She's All Blue
By Alex Wilburn
So Avatar is official out today. "Oh mah gaaaawd!" I believe was the delighted scream of straight college boys across America. And while I have no intention of seeing it, I did see the trailer that played before Fantastic Mr. Fox (which I saw without running into my ex and his new boyfriend making out, but that's because I never go to matinees) - and I have to ask, does this trailer seem really familiar to anyone else?
I may not be a film buff the likes of Dawson Leery, but I'm pretty sure I've seen this one before.
So basically a group of professionals, say the government (...or a newspaper) send in one of their own to pose among a group of say, blue alien people (or high school students), to blend in, learn their secrets, all while watching every interaction from their monitor. But wouldn't you know! The agent falls in with the subjects he was supposed to be studying! He gets emotionally attached! Relationships are formed! And just when it looks like love will win out -- the big reveal: I thought you were one of us! Betrayed on Prom Night!

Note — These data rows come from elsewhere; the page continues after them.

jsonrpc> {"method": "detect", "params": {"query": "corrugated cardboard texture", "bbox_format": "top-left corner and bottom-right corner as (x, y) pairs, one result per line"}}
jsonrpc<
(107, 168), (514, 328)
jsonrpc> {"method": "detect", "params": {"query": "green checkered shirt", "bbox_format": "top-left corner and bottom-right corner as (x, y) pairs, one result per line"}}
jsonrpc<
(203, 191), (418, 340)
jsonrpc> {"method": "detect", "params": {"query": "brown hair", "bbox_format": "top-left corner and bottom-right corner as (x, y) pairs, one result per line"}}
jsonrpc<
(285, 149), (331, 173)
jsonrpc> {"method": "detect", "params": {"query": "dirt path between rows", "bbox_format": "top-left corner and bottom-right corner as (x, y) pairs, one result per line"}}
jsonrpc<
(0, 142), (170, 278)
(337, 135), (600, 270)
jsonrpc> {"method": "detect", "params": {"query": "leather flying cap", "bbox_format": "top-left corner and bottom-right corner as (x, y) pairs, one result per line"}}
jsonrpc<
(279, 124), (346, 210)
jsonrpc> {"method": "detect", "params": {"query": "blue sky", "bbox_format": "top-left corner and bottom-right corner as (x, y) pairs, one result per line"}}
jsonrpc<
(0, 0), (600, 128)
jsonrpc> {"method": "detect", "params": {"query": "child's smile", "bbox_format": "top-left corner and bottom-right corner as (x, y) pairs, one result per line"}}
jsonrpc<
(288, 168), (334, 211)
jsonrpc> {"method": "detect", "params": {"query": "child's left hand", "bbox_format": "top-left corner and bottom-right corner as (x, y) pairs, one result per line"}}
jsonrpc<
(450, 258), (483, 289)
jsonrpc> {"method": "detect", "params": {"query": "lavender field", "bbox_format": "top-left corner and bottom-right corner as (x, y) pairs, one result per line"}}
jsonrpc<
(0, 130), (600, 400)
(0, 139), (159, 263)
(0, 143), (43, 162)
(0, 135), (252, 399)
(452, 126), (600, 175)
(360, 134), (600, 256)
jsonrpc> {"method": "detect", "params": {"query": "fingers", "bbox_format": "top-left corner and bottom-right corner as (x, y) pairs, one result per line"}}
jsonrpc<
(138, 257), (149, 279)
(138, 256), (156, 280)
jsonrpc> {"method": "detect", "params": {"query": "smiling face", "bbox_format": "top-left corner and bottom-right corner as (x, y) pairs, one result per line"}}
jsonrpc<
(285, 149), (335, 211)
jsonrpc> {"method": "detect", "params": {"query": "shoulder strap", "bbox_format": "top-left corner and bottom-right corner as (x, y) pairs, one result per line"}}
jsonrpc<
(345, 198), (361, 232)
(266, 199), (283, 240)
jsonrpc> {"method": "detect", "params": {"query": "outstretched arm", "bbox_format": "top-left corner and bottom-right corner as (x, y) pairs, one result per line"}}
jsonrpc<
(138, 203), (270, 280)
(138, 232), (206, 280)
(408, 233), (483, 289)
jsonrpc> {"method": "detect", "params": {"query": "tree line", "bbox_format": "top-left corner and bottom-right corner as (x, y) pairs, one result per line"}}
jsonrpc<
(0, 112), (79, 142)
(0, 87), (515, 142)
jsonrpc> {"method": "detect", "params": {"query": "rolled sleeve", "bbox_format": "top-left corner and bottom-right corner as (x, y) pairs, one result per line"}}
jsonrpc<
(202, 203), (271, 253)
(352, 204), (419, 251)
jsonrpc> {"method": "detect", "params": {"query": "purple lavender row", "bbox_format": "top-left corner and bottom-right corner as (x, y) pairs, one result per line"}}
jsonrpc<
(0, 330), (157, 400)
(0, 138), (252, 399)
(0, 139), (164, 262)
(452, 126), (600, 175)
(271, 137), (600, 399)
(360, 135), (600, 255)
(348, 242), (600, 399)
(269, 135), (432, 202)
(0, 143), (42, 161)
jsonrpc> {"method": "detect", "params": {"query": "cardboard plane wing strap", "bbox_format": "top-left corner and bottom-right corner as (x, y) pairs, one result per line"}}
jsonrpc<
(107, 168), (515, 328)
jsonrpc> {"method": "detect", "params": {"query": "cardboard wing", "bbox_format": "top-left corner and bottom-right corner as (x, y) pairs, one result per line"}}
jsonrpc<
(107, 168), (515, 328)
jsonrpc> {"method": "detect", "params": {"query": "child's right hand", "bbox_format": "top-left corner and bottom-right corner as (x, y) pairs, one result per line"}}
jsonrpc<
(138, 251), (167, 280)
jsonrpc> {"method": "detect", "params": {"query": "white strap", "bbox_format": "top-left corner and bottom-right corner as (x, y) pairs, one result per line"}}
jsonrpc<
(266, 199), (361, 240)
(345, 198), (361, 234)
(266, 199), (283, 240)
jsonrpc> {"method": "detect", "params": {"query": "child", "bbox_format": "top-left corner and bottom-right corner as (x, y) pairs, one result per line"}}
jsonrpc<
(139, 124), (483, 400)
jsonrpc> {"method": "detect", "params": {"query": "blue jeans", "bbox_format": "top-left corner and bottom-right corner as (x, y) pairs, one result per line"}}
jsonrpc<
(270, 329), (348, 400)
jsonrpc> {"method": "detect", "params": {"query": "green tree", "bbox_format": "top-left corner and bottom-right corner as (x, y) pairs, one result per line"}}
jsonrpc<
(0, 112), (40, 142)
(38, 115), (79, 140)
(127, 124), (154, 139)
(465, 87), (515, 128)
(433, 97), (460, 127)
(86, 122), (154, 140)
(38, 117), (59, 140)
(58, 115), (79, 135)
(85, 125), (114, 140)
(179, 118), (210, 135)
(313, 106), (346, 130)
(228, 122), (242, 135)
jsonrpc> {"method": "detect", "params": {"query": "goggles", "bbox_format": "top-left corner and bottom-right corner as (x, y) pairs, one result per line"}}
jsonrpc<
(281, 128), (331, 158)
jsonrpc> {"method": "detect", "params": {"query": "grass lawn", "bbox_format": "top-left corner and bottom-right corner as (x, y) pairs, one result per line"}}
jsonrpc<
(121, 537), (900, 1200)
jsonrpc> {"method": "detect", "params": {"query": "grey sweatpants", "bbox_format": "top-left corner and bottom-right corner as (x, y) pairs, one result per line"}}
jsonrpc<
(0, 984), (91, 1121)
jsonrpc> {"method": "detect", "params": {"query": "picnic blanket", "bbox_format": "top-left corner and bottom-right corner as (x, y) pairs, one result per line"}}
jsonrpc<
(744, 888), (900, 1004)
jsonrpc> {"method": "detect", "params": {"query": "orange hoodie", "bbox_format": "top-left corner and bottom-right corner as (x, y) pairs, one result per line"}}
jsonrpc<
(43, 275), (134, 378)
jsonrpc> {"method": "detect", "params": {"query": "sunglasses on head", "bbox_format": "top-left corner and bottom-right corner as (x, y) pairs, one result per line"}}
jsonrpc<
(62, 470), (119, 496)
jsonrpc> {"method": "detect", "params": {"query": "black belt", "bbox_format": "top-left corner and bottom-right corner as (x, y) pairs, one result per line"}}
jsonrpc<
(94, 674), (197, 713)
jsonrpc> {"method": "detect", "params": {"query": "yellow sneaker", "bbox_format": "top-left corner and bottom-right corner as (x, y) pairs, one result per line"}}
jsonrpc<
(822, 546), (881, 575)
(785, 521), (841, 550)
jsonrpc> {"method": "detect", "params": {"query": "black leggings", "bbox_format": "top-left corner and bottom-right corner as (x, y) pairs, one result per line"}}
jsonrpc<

"You knew this would happen?"
I'm sorry, this is Never Been Kissed, right? I'm not crazy. This is a Drew Barrymore movie, just with millions of dollars of CGI and guns. Your fast-paced action sequences may fool some boy into handing over their dollars, drooling in anticipation, but you won't fool me, James Cameron. What you've made is a girly-girl, pajamas and manicures sleepover movie in disguise. My greatest hope for the film is that when Blue Alien Girl finds out that her new boyfriend is really, gasp, just using her, and was with the cool kids all along, she turns to him, all Rachael Leigh Cook fury and screams "Am I a bet? Am I a bet? AM I A FUCKING BET?"